Opinion

La Terre plate médiévale

Depuis quelques années, l’idée de la Terre plate revient au-devant de la scène. Qu’on pense au documentaire Behind the Curve de Netflix, sorti en 2018, où l’on voyait une pléthore d’individus en manque d’attention qui propageaient des idées aussi folles qu’insignifiantes. On était transporté dans les arcanes de la Flat Earth Society et d'émissions complotistes hautes en couleurs. 

Dans une publication Facebook, The Flath Earth Society a pris le temps d’écrire, non sans une forme d’ironie paradoxale : « The Flat Earth Society has members all around the globe. » Plus près de nous, au Québec, en février 2019, Nathalie Lemieux conseillère du district de Touraine et mairesse suppléante à Gatineau, au Québec, a dit : « Qui a décidé que la Terre est ronde et pourquoi le croire, lui ? »

On pourrait ici multiplier les exemples pour évoquer ce genre de déclaration à l’emporte-pièce. Mais le plus intéressant est de voir combien ceux qui critiquent ces discours sont prompts à les qualifier de « moyenâgeux », en partant du principe qu’au Moyen Âge on pensait que la Terre était plate. Ce qui est faux, et est du reste largement connu des médiévistes et des amateurs d’histoire, à défaut forcément du grand public.

Au Ve siècle av. J.-C., soit à l’époque de Périclès, ils sont plusieurs, dont Pythagore de Samos et Parménide, à commencer à se représenter la Terre sous la forme d’une sphère. Assez logique, se disent-il, dans la mesure où on observe aisément, notamment à bord d’un navire, une courbure de l’horizon.

Ératosthène (276 av. J.-C.-194 av. J.-C.) est lui aussi persuadé que la Terre est ronde et il entend bien le prouver. Il va parvenir à mesurer le méridien, donc, à connaître la dimension de la Terre. Dans sa Géographie, Ptolémée (IIe siècle après J.-C.) va reprendre les calculs d’Ératosthène et affirme clairement que la Terre est ronde. Or Ptolémée est un des auteurs les plus lus et les plus enseignés au Moyen Âge.

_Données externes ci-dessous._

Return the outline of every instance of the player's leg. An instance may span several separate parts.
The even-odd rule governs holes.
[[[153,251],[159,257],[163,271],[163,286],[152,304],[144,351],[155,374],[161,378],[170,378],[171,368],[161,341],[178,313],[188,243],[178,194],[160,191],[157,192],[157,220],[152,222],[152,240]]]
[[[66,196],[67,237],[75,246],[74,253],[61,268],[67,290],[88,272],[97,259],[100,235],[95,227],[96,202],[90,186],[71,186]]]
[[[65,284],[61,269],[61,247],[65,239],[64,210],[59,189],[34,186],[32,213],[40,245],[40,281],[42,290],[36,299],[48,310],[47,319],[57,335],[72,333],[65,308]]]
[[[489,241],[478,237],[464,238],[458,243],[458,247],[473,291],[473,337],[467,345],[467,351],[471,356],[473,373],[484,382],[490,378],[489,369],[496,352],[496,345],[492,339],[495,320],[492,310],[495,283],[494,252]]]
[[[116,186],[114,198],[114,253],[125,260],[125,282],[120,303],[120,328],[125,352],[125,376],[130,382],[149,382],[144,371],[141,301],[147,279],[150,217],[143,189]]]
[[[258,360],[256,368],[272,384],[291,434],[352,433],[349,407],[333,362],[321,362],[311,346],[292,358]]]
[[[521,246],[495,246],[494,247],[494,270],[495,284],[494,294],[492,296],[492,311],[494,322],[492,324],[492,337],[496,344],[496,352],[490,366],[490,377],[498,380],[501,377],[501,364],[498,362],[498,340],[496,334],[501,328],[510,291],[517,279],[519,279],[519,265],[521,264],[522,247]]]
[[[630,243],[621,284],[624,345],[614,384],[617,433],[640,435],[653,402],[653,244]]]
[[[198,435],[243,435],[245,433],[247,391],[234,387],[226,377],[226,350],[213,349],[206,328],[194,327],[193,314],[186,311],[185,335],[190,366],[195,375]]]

Dans les textes médiévaux, dès le VIe siècle, on parle de la Terre en disant « le globe » ou « la sphère ». C’est ce qu’on va enseigner dans les universités dès le XIIIe siècle.

Certaines représentations de la Terre prennent cependant une forme plate. Pourquoi ?

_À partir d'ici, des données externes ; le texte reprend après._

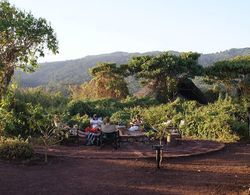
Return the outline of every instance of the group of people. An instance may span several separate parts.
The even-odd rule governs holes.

Cynocéphales et Ichtyophages

Il s’agit d’une tradition iconographique, un moyen de figurer l’ensemble de la planète en deux dimensions avec les continents connus : Europe, Asie, Afrique. On ne connaît alors qu’un hémisphère et on pense que de l’autre côté vivent des êtres extraordinaires… tels les Sciapodes, les Blemmyes, les Cynocéphales ou encore les Ichtyophages. Mais, pour autant, on ne pense pas qu’ils vivent sur une Terre plate. Les Antipodes sont par exemple un peuple que l’on imagine vivant de l’autre côté de la Terre, sous nos pieds, liés au globe par un champ magnétique… La tête en bas, leur manière de vivre serait la stricte opposée de celle des humains du haut !

S’il y a un débat au Moyen Âge, c’est celui qui touche le géocentrisme. En effet, les clercs médiévaux pensent que la Terre a été placée par Dieu au centre de l’univers.

Galilée et Copernic s’attirent les foudres de l’Église en prouvant que la Terre tourne autour du Soleil, et pas en disant qu’elle est ronde…

L’idée d’un Moyen Âge qui aurait cru à une Terre plate est un mythe inventé au XIXe siècle pour noircir l’image de la période médiévale.

Ainsi, en 1828, l’écrivain américain Washington Irving, pour son livre sur Christophe Colomb (History of the Life and Voyages of Christopher Columbus), dans lequel il affirme qu’il a consulté les archives, ce qui est faux, décrit un débat entre Colomb et des théologiens à Salamanque dans lequel ces derniers disent que Colomb est fou car la Terre est plate. Or il s’agit évidemment d’un mythe : non seulement cette assemblée ne s’est jamais tenue, mais encore, répétons-le, personne à l’époque, et surtout pas des théologiens, ne croyait que la Terre était plate.

Peu à peu, l’idée d’un Moyen Âge noir et obscurantiste fait son chemin. Il devient un repoussoir pour définir ce qu’on ne veut pas être, le mot moyenâgeux étant le symbole le plus évident de ce glissement de sens.